My mother made some flirtatiously outraged, faux-incredulous guffaws: “No, no, let me tell you something, Mr. Dick, Mr. Cock, whatever you prefer. Get back to me about endurance and responsibility when you’ve had a fucking animal basically fused to your spine for nine months. If you guys had to shit out a human being, then we’d see some changes in the world.”
“Fused to your spine? I think you need an anatomy lesson…”
“Keep dreaming, baby. Listen, did it ever occur to you that this experience of being built to grow human beings gives us some bigger perspective on all your pathetic schemes and responsibilities? You ever see a garden build a cathedral? I feel bad for you guys, honestly. No wonder you swagger around killing everything in sight, putting labels on everything. You’re cut off from everything, hardly alive, and all you have for consolation is your little dicks. No wonder you’re so proud of them.
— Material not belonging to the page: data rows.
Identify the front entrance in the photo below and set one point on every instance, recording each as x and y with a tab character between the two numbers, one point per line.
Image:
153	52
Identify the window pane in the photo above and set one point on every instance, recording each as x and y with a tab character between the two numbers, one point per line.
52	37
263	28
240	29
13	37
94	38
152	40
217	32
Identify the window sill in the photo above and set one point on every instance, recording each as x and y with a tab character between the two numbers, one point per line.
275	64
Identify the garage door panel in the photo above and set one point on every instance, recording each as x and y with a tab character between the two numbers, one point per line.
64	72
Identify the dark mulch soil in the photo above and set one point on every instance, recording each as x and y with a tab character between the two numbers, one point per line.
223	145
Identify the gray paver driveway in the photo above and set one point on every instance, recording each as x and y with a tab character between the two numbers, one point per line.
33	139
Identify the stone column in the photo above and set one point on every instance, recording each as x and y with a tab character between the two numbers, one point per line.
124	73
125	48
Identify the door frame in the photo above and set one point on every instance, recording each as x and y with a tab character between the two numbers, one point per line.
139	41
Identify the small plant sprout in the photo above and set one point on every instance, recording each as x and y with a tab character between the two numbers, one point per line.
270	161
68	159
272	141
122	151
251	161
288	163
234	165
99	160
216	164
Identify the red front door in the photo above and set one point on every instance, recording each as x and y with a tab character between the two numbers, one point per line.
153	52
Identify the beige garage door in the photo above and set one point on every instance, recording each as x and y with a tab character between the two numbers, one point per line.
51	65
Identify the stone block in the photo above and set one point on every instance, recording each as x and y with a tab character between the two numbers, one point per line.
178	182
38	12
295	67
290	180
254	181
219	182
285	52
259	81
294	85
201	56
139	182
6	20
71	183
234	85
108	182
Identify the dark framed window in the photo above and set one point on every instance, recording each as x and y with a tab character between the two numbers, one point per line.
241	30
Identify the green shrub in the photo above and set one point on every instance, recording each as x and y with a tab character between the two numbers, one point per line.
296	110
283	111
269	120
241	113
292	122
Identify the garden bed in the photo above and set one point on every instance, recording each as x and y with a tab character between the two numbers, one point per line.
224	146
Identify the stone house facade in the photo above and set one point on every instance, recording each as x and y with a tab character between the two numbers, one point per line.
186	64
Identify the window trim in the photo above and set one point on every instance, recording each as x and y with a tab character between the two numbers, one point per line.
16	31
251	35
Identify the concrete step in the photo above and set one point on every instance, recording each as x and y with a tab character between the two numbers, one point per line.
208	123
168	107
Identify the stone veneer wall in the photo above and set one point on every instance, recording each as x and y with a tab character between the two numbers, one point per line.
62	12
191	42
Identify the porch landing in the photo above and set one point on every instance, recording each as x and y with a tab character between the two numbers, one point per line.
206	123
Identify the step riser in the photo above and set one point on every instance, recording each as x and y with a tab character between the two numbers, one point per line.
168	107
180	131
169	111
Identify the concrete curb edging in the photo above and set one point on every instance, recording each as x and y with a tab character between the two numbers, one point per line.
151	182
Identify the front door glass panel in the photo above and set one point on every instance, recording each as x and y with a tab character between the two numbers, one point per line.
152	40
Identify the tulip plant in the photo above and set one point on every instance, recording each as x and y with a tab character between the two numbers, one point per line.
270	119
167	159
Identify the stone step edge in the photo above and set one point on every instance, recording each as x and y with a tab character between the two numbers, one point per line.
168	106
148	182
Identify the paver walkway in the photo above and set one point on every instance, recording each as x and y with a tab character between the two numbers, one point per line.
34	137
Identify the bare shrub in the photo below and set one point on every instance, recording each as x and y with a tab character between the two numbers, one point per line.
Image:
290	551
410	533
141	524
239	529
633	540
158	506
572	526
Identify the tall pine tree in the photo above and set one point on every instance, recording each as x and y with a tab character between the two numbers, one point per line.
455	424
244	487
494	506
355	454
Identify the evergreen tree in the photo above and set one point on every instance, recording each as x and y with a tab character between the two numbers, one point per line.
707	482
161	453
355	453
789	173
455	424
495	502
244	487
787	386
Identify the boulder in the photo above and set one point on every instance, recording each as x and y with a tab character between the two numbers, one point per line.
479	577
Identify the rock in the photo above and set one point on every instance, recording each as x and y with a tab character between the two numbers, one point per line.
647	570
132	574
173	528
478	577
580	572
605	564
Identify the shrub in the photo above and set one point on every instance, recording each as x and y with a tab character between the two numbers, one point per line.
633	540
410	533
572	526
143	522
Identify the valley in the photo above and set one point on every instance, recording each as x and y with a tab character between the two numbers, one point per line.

Honestly, if I was a man, I’d shoot somebody in the fucking head.”
She made a gun out of her thumb and forefinger and put it to his temple. He grabbed her wrist gently and lowered her hand level with his mouth. I poured another drink, trying to keep up with them. Something sucked at my skin. A rope of slime around my lower back seemed to be whispering about loneliness and dying.
“What do you think, sweetheart?” my mother said to me.
I leaned forward, hearing a sound like a mouth breaking contact with another mouth as my stomach became concave. I said something, but I don’t remember what I said. They looked at me strangely. Mr. Stanley leaned back and surreptitiously sent his eyes from side to side, as if he were searching for an exit.
“Excuse me one more time,” I said, and veered out of my chair back toward the kitchen.
“Honey,” my mother called after me, “you’re dripping.”
In the kitchen, I lifted up my shirt in a panic, and the thing slopped out. It splattered against the tiles of the floor like vomit. It seemed to whirl; it seemed to want to create a vortex to suck the world down. I wrung out my salt-smelling shirt and went back to the table. I told them I felt unwell. I slumped with my cheek flattened on the thin skin of plastic separating me from the ocean.
On the cab ride back to the hotel, my mother pulled me close and asked me what I meant.
“What I meant?”
“You know, when I asked you what you thought about my conversation with Mr. Stanley. Don’t you remember what you said?”
I kept quiet.
“You said, ‘It’s lonely to be alive, it’s lonely to die.’ You said, ‘Man or woman—it doesn’t matter.’ You told us, ‘You’re killing me.’”
I separated myself from her, my stomach cold, burning, and I sank against the door. The back of the taxi stank of saltwater. “You’re killing me,” I repeated. “You’re killing me.”
My mother rolled down the window and lit a cigarette. She blew smoke thoughtfully into the wind-stream.
“Yeah, well,” she concluded, “join the club, baby.”